Kukicha is a blend of the stems, twigs and stalks discarded during the production of sencha, gyokuro, and matcha. It’s brewed the same way as other types of green tea and has a mildly nutty and slightly creamy sweet flavor. 

Gyokuro (玉露)

Gyokuro, literally “jade dew,” is top tiered green tea. It’s a laborious process to make it as the plant is shielded from direct sunlight three to four weeks before picking, resulting in dark green leaves when dried. This results in a concentrated flavor and contains high amounts of caffeine and chlorophyll. 

Matcha (抹茶)

Matcha is powdered green tea traditionally used in Japanese tea ceremonies.

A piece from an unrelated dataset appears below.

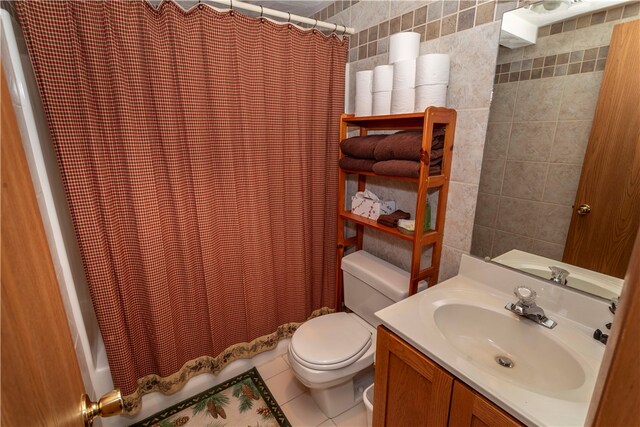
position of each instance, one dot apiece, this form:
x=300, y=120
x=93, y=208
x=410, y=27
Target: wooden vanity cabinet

Like gyokuro, the leaves are shade brown and when harvested, the leaves are steamed then dried but not rolled, unlike other types of green tea. The leaf veins and stems are removed, leaving only the leaves to be finely ground in a mill. It has a rich earthy flavor and vivid green hue. 

Tencha (甜茶) refers to the leaves in unpowdered form.

Genmaicha (玄米茶)

For nutty and toasty tea, try genmaicha “brown rice tea.” It consists of medium grade sencha with roasted popped brown rice. It’s also lower in caffeine than the others and has a straw yellow color.

Hojicha (ほうじ茶)

Although a type of green tea, hojicha is not green but has a reddish dark brown color. It’s made by roasted bancha or sencha over high heat. It contains relatively little caffeine and tannins, which is why it’s often served after meals.